E-cigarettes and vaping have been under fire as of late for not only being a gateway drug for tobacco, but for containing previously unrealized carcinogens. The debate over whether or not vaping is better for smokers than actual tobacco has been ongoing since the inception of vaping, however, the general consensus is that while it is not innocuous, vaping is definitely better for your health than smoking tobacco.

e-cigarettes
[Photo by VCG/VCG via Getty Images]

Vaping has been a hot topic as of late because its popularity has been continuing to climb, especially among young people. In contrast, the use of smoking tobacco among the same age group has been on the decline. The Centers for Disease Control and Prevention states that vaping among high school students rose from 1.5 percent in 2011 to 16 percent in 2015. As of now, federal health officials estimate about 3 million middle and high school students are currently vaping, and that’s been a source of concern among legislators.

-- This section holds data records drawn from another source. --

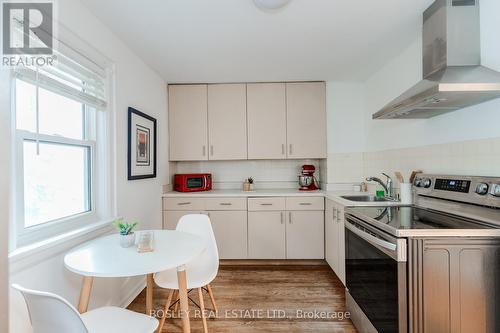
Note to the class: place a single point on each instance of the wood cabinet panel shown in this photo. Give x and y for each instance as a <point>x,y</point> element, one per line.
<point>187,109</point>
<point>230,229</point>
<point>227,121</point>
<point>266,235</point>
<point>305,235</point>
<point>306,120</point>
<point>266,117</point>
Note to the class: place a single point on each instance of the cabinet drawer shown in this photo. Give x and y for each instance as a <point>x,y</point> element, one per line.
<point>266,204</point>
<point>183,204</point>
<point>305,203</point>
<point>226,203</point>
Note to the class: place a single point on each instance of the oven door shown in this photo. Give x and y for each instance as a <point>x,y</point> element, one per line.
<point>376,275</point>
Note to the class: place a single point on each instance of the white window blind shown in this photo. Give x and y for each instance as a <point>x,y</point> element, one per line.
<point>69,79</point>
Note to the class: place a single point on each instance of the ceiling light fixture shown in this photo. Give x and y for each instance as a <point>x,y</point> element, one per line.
<point>270,4</point>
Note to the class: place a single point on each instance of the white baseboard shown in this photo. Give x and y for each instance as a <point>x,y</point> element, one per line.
<point>133,293</point>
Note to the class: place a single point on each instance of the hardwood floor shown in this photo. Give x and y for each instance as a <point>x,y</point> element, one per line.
<point>247,295</point>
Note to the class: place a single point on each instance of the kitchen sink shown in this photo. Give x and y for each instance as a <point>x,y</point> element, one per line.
<point>365,198</point>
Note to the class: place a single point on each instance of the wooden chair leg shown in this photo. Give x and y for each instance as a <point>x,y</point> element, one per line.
<point>202,308</point>
<point>176,299</point>
<point>167,306</point>
<point>209,288</point>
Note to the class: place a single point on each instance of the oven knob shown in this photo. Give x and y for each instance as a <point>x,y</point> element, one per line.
<point>482,188</point>
<point>426,182</point>
<point>495,190</point>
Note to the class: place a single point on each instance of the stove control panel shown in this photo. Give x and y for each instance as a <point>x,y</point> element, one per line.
<point>495,190</point>
<point>483,191</point>
<point>453,185</point>
<point>482,188</point>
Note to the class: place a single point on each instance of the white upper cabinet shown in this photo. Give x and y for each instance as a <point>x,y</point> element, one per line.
<point>188,122</point>
<point>227,122</point>
<point>306,120</point>
<point>266,113</point>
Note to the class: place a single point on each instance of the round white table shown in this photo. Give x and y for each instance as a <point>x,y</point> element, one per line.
<point>104,257</point>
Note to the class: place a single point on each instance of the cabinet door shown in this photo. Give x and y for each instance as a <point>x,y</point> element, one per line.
<point>266,235</point>
<point>331,253</point>
<point>306,120</point>
<point>227,121</point>
<point>230,229</point>
<point>305,235</point>
<point>187,109</point>
<point>340,238</point>
<point>266,112</point>
<point>171,217</point>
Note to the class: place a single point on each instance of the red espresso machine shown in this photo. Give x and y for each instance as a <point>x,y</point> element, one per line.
<point>307,181</point>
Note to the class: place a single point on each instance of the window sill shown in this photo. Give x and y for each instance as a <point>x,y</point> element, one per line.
<point>32,254</point>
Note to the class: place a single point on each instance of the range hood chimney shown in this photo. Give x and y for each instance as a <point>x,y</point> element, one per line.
<point>453,77</point>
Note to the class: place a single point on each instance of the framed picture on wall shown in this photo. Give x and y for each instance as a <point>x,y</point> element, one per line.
<point>141,145</point>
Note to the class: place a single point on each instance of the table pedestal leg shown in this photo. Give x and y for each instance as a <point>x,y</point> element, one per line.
<point>181,277</point>
<point>149,294</point>
<point>83,303</point>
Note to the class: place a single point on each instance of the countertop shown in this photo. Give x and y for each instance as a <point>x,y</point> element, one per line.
<point>332,195</point>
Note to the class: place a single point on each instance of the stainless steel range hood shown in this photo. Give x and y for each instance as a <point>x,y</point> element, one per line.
<point>453,77</point>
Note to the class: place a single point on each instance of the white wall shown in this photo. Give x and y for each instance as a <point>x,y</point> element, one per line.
<point>463,141</point>
<point>4,195</point>
<point>477,122</point>
<point>137,86</point>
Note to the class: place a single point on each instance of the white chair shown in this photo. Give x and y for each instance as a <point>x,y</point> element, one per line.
<point>50,313</point>
<point>200,271</point>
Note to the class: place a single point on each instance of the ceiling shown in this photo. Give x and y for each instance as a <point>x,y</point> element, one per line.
<point>234,41</point>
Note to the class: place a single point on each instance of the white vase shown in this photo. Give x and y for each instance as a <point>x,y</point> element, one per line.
<point>127,240</point>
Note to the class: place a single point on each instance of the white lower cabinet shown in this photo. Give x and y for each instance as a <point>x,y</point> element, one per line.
<point>335,238</point>
<point>266,235</point>
<point>230,229</point>
<point>305,235</point>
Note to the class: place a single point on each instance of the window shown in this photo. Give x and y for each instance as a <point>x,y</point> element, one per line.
<point>60,121</point>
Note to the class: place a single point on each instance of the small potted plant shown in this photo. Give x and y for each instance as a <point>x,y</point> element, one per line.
<point>248,184</point>
<point>127,235</point>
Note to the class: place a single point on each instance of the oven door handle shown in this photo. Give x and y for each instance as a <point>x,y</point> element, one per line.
<point>372,239</point>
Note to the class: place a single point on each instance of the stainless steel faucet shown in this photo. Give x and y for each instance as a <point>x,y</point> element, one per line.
<point>387,187</point>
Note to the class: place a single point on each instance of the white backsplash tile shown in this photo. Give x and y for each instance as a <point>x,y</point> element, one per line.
<point>267,174</point>
<point>477,157</point>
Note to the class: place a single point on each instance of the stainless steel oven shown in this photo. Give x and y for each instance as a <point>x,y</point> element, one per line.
<point>376,278</point>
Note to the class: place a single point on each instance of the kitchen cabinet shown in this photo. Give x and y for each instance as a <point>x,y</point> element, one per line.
<point>335,238</point>
<point>187,107</point>
<point>454,285</point>
<point>306,120</point>
<point>266,235</point>
<point>227,122</point>
<point>305,235</point>
<point>266,117</point>
<point>230,230</point>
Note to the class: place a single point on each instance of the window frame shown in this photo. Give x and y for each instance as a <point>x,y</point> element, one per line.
<point>100,207</point>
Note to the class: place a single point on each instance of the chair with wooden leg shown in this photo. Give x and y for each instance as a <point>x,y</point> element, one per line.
<point>200,272</point>
<point>50,313</point>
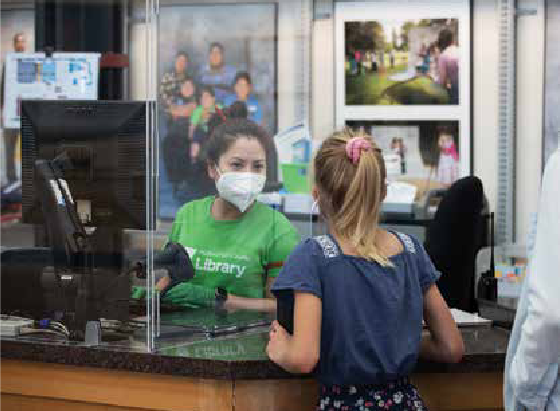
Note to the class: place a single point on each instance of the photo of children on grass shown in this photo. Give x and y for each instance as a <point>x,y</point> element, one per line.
<point>412,62</point>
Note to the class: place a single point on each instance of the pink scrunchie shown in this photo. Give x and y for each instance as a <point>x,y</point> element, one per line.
<point>354,148</point>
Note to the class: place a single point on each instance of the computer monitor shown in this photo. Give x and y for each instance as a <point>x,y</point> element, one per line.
<point>83,182</point>
<point>106,144</point>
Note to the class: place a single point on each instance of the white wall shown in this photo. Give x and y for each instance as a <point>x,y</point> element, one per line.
<point>530,78</point>
<point>530,75</point>
<point>530,72</point>
<point>485,96</point>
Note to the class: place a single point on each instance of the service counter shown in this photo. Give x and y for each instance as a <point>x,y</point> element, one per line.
<point>219,372</point>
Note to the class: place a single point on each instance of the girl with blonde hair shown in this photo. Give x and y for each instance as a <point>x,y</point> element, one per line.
<point>360,293</point>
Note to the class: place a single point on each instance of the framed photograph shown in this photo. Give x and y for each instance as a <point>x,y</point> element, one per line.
<point>551,132</point>
<point>402,61</point>
<point>419,152</point>
<point>210,57</point>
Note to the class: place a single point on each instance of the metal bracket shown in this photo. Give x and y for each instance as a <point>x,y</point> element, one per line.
<point>520,12</point>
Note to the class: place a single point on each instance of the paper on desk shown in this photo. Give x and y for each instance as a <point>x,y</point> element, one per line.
<point>465,319</point>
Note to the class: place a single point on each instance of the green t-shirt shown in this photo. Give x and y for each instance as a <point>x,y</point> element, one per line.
<point>196,117</point>
<point>238,255</point>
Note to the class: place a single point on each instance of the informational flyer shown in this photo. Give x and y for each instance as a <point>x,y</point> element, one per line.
<point>62,76</point>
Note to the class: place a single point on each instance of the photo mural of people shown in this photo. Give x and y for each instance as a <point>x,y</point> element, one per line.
<point>209,61</point>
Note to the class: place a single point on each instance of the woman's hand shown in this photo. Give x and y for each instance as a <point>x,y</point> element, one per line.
<point>278,346</point>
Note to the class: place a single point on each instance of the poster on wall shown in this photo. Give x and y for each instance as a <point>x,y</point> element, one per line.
<point>210,63</point>
<point>552,80</point>
<point>62,76</point>
<point>400,62</point>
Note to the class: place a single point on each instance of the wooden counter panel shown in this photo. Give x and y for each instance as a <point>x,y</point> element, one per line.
<point>115,388</point>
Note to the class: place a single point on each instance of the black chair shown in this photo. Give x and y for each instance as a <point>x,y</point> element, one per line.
<point>453,240</point>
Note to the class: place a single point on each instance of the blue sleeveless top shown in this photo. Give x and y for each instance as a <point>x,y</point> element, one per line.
<point>371,324</point>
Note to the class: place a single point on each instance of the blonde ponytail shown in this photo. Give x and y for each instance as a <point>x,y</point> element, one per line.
<point>351,194</point>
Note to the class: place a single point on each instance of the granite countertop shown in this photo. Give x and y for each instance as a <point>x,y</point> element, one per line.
<point>237,356</point>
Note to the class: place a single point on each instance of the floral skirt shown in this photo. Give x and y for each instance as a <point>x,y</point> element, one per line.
<point>397,395</point>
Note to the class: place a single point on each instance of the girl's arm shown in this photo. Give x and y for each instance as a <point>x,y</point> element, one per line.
<point>298,353</point>
<point>445,342</point>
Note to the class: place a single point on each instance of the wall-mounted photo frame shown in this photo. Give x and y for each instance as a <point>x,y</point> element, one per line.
<point>228,53</point>
<point>551,132</point>
<point>420,152</point>
<point>402,61</point>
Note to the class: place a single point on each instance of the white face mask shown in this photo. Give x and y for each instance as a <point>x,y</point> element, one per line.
<point>240,189</point>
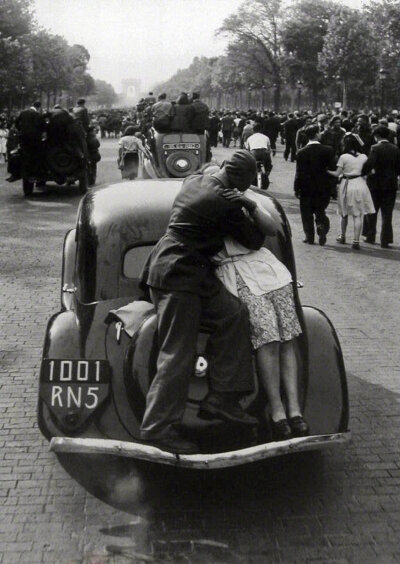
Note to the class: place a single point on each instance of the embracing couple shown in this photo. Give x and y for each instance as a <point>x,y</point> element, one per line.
<point>211,268</point>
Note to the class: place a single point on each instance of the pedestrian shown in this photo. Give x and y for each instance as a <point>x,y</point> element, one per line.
<point>162,113</point>
<point>182,114</point>
<point>81,114</point>
<point>180,277</point>
<point>333,135</point>
<point>354,198</point>
<point>260,147</point>
<point>3,140</point>
<point>383,167</point>
<point>271,128</point>
<point>301,137</point>
<point>290,128</point>
<point>247,131</point>
<point>200,119</point>
<point>128,153</point>
<point>213,128</point>
<point>264,284</point>
<point>31,124</point>
<point>312,185</point>
<point>227,126</point>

Will these new vaping regulations have any real effect? Will young people find a way around the rules if they have already been using e-cigarettes and vaping? Perhaps the real advantage of the new regulations will be more pertinent to those who haven’t already been vaping and using e-cigarettes — and maybe that’s who the new regulations are pointed at. What do you think? Do you have a problem with vaping and e-cigarettes? Do you think it should be controlled by the FDA?